Muhammad Arif | Sabtu, 18 - November - 2006, 01:01:17
Program Studi Fisika Fakultas Matematika dan Ilmu Pengetahuan mengadakan Symposium On Research Based Learning pada hari Jum’at-Sabtu, 17-18 November 2006. Simposium ini diselenggarakan di Ruang Staf Baru Program Studi Fisika.Acara ini diorganisasi oleh tim implementasi merupakan Program Hibah Kompetisi B (PHK B0dari Dikti. Tahun ini merupakan tahun kedua bagi Program Studi Fisika dalam PHK B. Research Based Learning (RBL) sendiri termasuk sebuah metodologi yang memperkaya wawasan mahasiswa dengan penelitian.

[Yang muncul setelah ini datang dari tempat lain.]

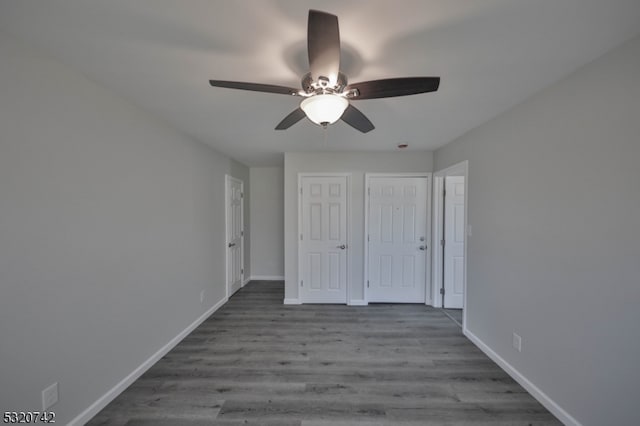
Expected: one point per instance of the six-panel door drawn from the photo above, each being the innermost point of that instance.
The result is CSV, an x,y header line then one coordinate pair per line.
x,y
397,239
323,239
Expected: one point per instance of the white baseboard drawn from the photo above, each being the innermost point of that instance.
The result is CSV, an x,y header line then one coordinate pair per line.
x,y
105,399
538,394
268,277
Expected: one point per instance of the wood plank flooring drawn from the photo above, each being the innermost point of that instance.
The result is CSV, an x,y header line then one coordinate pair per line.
x,y
259,362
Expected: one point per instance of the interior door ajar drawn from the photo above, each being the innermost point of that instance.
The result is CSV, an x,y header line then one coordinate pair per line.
x,y
397,239
323,239
454,235
235,234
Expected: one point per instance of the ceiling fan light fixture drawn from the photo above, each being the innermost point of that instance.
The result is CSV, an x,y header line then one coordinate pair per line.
x,y
324,109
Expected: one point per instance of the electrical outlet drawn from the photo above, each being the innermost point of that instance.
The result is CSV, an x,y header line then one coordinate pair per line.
x,y
50,396
517,342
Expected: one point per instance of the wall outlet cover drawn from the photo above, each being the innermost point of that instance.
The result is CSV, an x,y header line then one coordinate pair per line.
x,y
50,396
517,342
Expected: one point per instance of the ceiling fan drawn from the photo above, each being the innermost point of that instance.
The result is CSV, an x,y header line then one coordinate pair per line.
x,y
325,90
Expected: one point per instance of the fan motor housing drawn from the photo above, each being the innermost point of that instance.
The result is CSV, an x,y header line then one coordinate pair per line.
x,y
322,84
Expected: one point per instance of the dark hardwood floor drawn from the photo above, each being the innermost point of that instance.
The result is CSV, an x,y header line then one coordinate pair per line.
x,y
259,362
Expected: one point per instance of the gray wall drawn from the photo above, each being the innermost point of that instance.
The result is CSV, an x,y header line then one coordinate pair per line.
x,y
267,222
111,224
554,202
357,163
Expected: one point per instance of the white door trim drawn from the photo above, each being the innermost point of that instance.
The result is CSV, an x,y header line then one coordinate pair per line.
x,y
459,169
367,179
348,209
227,180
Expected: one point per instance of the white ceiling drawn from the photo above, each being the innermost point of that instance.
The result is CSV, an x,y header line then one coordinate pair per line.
x,y
160,54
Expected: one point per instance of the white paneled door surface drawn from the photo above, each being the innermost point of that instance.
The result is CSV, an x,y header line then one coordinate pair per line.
x,y
323,239
235,234
454,234
397,239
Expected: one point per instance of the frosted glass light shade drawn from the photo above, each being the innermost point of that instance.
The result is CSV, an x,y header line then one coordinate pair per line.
x,y
324,109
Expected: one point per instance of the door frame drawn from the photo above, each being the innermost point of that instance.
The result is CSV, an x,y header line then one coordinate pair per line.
x,y
227,181
347,177
458,169
428,273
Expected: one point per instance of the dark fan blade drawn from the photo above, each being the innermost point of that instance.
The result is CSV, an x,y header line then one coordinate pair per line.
x,y
256,87
391,87
323,45
291,119
356,119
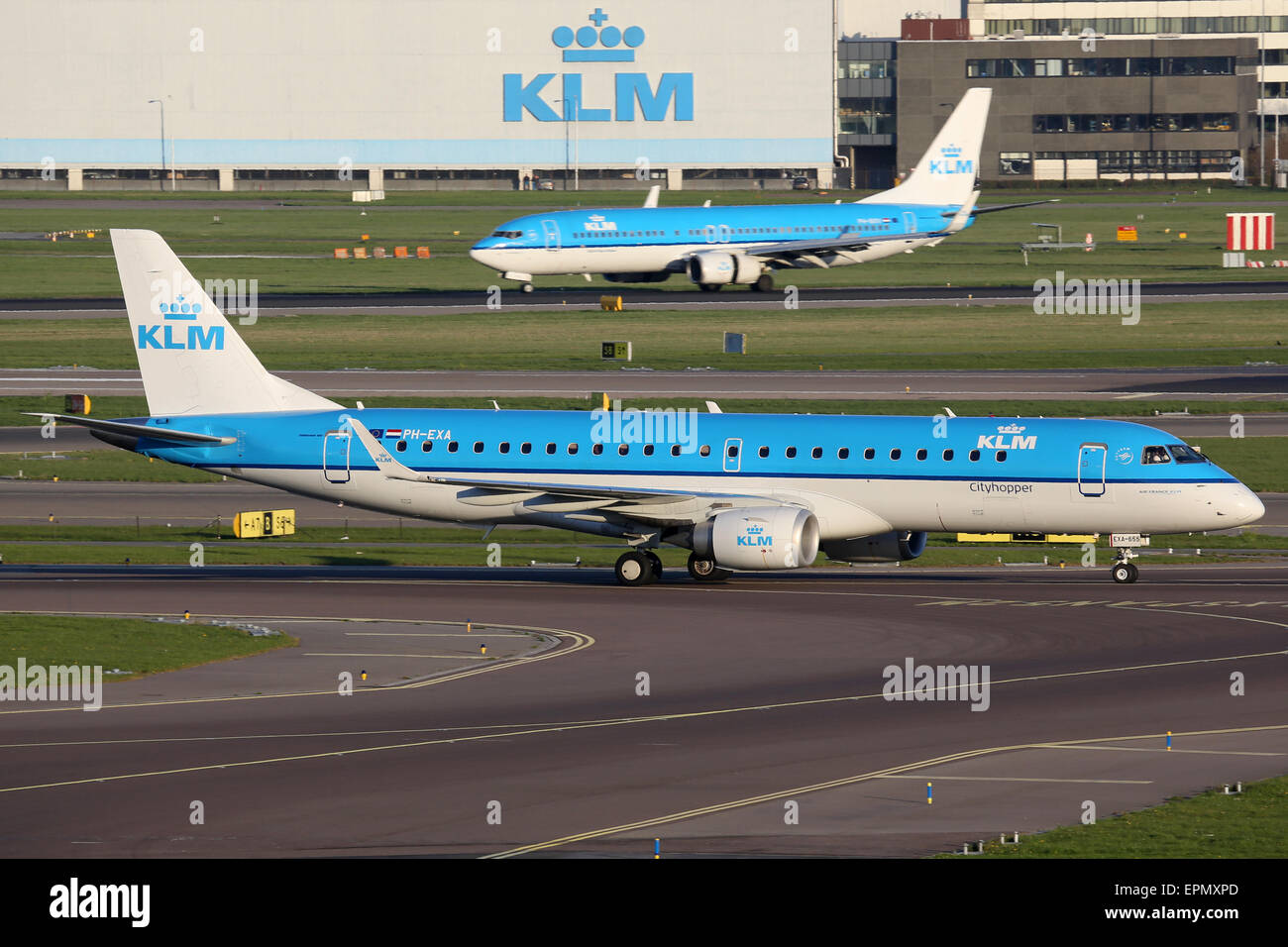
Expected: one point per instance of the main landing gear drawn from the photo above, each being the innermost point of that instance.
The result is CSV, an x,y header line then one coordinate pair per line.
x,y
638,567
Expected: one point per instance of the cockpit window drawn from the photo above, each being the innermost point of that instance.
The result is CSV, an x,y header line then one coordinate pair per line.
x,y
1185,454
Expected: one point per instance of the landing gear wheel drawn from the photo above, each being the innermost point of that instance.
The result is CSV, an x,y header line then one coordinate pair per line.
x,y
634,569
655,562
1125,573
706,570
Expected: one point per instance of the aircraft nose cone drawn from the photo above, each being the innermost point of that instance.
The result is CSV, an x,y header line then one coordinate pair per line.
x,y
1250,509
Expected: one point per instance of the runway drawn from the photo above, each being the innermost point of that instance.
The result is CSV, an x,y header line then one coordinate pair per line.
x,y
446,302
761,724
1216,382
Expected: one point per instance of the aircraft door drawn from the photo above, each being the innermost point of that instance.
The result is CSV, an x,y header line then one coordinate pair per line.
x,y
335,457
733,455
1091,470
552,231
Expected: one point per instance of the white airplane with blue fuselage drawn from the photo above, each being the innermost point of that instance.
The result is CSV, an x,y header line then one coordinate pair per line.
x,y
741,245
741,491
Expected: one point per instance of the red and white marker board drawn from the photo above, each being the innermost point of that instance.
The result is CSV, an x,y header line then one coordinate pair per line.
x,y
1249,231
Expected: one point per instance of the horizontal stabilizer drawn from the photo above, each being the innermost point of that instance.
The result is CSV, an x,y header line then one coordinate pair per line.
x,y
125,429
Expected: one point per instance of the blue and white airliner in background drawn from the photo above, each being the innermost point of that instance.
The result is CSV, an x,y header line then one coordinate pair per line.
x,y
739,245
741,491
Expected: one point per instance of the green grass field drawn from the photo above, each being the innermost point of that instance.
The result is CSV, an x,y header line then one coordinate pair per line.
x,y
1211,825
313,223
132,644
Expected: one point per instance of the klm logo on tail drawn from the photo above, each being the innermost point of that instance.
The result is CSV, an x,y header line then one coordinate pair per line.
x,y
951,161
196,338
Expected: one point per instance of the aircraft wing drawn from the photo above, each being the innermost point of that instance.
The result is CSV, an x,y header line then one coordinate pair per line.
x,y
798,249
653,505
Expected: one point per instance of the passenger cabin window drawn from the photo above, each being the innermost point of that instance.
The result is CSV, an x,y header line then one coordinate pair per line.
x,y
1185,454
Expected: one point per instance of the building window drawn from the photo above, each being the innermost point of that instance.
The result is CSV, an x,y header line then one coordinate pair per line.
x,y
1014,163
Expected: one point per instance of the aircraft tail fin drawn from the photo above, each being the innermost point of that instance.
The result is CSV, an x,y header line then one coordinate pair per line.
x,y
945,174
191,359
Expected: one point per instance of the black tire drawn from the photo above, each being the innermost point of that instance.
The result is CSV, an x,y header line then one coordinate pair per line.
x,y
656,562
634,569
706,570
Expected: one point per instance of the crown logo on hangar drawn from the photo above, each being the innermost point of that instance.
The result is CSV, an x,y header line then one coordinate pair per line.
x,y
608,38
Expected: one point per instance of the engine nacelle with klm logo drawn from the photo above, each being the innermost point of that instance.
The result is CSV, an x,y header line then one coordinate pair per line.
x,y
719,268
897,545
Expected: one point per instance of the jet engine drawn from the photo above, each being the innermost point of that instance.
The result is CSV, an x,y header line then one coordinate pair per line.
x,y
717,268
896,545
759,538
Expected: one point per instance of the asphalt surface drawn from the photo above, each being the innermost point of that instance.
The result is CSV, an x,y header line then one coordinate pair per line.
x,y
428,302
71,438
1218,382
763,729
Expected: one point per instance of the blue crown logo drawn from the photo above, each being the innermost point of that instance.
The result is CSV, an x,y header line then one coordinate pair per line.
x,y
609,38
179,309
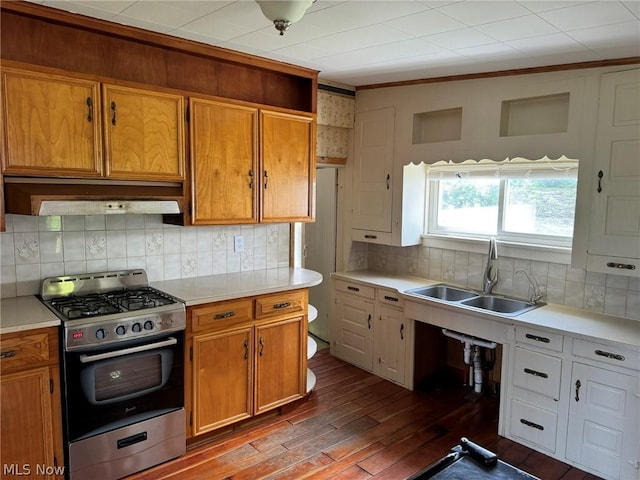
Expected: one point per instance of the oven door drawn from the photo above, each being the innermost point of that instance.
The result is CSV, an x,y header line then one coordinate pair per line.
x,y
111,388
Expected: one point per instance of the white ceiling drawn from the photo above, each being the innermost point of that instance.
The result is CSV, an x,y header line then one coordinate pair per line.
x,y
361,42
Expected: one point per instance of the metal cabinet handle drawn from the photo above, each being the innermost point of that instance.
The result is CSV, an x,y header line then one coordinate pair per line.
x,y
614,356
90,108
113,113
600,175
531,424
537,338
536,373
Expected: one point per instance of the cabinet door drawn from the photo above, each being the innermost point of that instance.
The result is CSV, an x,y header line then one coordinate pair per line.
x,y
281,363
144,134
353,336
604,416
615,220
288,167
224,162
372,182
51,125
390,345
26,420
222,378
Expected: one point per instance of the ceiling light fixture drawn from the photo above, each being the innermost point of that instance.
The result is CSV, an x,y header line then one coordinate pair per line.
x,y
284,13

Simposium hari pertama (17/11) diisi oleh pemateri tamu yang memberikan gambaran RBL yang pernah atau sedang dijalankan. Pemateri tamu yang hadir ialah Prof. Dr.Benny Suprapto (Fisika-UNPAR), Surya Cahyadi, S.Psi (Psikologi-UNPAD), Dr.A.Waris/Dr. Widayani (Fisika-ITB). Kepala Dirdik ITB, Dr.Ichsan Setya Putra juga hadir sebagai pematri tamu dengan materi “Understanding by Design.” Presentasi yang juga menarik ialah presentasi Murtiani Kari, M.Pd (Fisika-Universitas Negeri Padang) yang membahas contextual teaching and learning pada pembelajaran SLTP Negeri Kota Padang.

Menurut Dr. Pepen Arifin, Ketua Program Studi Fisika, symposium memberikan inseminasi, masukan dan evaluasi bagi pelaksanaan PHK B. “RBL sendiri telah diterapkan pada mata kuliah-mata kuliah Fisika sejak tahun lalu,” ujar beliau. Bahkan, beberapa materi Fisika Dasar untuk mahasiswa TPB 2006 juga telah menerapkan RBL. Ketika ditanya mengenai bagaimana bentuk RBL itu, Pak Pepen memberikan gambaran berupa tugas-tugas yang menantang.”Tidak hanya penelitian kecil tapi bisa juga tugas mencari (bahan) sendiri di internet, pokoknya apa saja yang membuat mahasiswa tidak hanya menerima teori tapi melakukannya.”

Berkaitan dengan RBL, Program Studi Fisika membentuk Kelompok Studi Mahasiswa (KSM). “KSM ini semacam kelompok kecil yang meneliti topik yang sama, proposal penelitian yang bagus tidak segan-segan akan kami danai, ‘ terang Pak Pepen lagi. Para anggota KSM dibebaskan untuk memilih topik penelitian dan anggotanya. Penelitiannya pun kebanyakan di luar penelitian untuk Tugas Akhir. Beberapa KSM yang berhasil melaksanakan penelitian hadir untuk mempresentasikan karya mereka. Heri Permadi, Suryadi, Harri Sapto Wijaya dan Agus Suroso, misalnya, menunjukkan karya mereka berupa robot pemadam api.